Developing IT Solutions to Empowering researchers
At the heart of the CorTexT Platform are the Collaborations between engineers that develop and sustain the technological capacity and lead-user researchers that aim at empowering their search activities. Members of the CorTexT platforms are engaged in various creative and supportive activities to be organized in various types of contribution to research projects of the LISIS Unit area or the IFRIS Communities:
- upstream to a research project with the participation of CorTexT to the set-up of the scientific problem by taking into account methodological and technical constraints
- throughout the whole project, the platform being then a full partner with a methodological role to provide IT resources and interfaces in call for tender;
- along personal or collective on-going projects in which a methodological or technical support is punctually needed.

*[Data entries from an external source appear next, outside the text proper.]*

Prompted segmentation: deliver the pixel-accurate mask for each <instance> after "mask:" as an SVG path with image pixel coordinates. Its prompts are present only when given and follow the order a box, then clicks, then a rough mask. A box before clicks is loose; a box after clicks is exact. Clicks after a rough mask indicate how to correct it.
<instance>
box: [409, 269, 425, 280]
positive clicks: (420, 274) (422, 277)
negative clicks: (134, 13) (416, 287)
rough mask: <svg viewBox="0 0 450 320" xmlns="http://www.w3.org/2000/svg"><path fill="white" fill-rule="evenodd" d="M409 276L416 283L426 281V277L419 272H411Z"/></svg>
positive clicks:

The CorTexT platform also provides research and development directly by creating tools and methods, but also by including the work carried out in community development or community computer science concerned with the sciences of complexity, artificial intelligence and automatic processing of language.

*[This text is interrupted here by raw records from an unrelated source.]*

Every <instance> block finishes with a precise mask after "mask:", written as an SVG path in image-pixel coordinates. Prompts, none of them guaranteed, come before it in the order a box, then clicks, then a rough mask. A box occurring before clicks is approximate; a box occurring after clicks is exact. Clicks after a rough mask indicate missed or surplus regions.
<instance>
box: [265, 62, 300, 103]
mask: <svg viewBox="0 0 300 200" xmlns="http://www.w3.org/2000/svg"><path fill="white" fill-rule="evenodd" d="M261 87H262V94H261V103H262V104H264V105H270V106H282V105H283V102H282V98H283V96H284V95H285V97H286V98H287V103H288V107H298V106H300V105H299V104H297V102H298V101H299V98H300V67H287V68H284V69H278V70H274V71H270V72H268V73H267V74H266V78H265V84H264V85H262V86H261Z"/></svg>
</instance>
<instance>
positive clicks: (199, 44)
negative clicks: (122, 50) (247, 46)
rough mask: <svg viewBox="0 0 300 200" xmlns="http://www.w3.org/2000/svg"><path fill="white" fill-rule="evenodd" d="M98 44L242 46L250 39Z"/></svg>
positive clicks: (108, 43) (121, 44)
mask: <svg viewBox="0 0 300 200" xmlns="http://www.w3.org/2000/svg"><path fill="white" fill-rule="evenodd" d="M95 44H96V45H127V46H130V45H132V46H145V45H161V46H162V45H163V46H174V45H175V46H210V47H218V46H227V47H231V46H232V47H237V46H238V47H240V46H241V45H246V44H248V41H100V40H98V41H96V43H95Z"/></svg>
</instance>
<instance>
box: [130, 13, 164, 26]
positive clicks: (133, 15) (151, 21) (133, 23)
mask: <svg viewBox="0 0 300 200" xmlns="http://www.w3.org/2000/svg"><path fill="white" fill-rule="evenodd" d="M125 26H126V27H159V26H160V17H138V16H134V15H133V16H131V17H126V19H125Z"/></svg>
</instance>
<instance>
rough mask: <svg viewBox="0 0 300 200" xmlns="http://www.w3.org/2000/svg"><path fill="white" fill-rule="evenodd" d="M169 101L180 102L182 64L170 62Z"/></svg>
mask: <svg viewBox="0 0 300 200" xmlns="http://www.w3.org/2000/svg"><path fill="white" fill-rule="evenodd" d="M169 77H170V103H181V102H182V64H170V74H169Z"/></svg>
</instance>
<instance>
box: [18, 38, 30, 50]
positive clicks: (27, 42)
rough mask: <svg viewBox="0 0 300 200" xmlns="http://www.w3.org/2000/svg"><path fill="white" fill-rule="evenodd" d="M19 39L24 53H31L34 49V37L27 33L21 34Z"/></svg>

CorTexT Manager: a flagship project
After some years of experiences and experimentations within various research projects, datasets, trainings, etc. CorTexT has assembled and developed specific analytical tools that are today grouped together within a single online platform called CorText Manager. This application ambitions to answer a class of questions and is suited for certain type of data (textual, categorical, time series, etc.) with a specific angle (network mapping, structural approach, multi-dimensional analysis, word embedding, etc;). Those analysis can be composed in many ways. Users are encouraged to compose their own analytical paths according to their question and sensibility. This on-line application enable two types of approaches and the inter-operate in research or production of indicators:
– The numerical analysis of data. The tools provided will consist of positioning indicators of the individual in the scientific community and characterization of the collective, in the context of current thinking on the scientific assessment that go beyond the standard bibliometric approaches. In this context, the main sources of structured data is the foundation of scientific output (articles, citations, patents …) that provide calibrated data sets.

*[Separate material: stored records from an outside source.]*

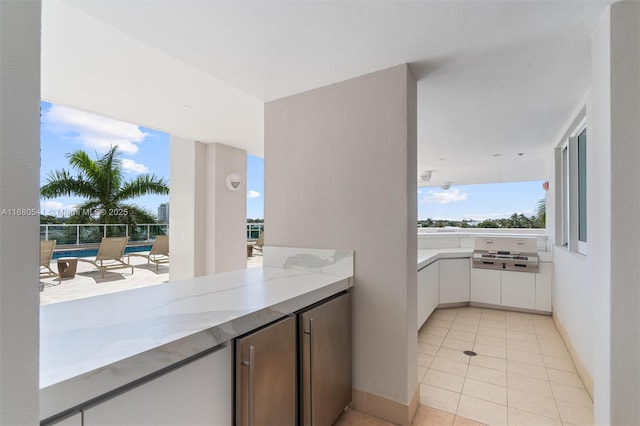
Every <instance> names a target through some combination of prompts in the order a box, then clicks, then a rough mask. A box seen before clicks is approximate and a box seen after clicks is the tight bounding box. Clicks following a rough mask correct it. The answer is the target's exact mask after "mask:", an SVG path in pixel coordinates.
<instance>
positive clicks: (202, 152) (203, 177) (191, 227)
mask: <svg viewBox="0 0 640 426" xmlns="http://www.w3.org/2000/svg"><path fill="white" fill-rule="evenodd" d="M206 153H207V147H206V145H205V144H203V143H200V142H196V141H192V140H188V139H184V138H180V137H177V136H173V135H172V136H171V138H170V147H169V156H170V165H169V168H170V171H169V172H170V185H171V188H170V192H169V204H170V205H171V223H170V231H169V246H170V253H171V265H170V268H169V277H170V279H171V281H178V280H183V279H187V278H194V277H199V276H201V275H204V274H205V272H206V244H205V231H206V229H205V228H206V214H205V206H206V202H205V200H206V195H207V192H206V159H207V156H206Z"/></svg>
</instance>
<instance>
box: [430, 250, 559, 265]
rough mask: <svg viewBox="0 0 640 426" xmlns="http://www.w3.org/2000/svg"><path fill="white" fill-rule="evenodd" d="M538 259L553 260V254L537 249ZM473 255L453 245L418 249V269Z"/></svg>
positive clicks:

– Distributional, relational and geocoded analysis From textual data often heterogeneous, available on the Internet more or less easy, qualified non-calibrated data, is to show all relationships between different concepts or actors to describe a particular space (a theme, region, debate, controversy, a discipline, an area up …). A classic example would be, for example, to analyze reports of public discussion (blogs, newspapers, …) to make explicit the relationship between actors and arguments in controversy.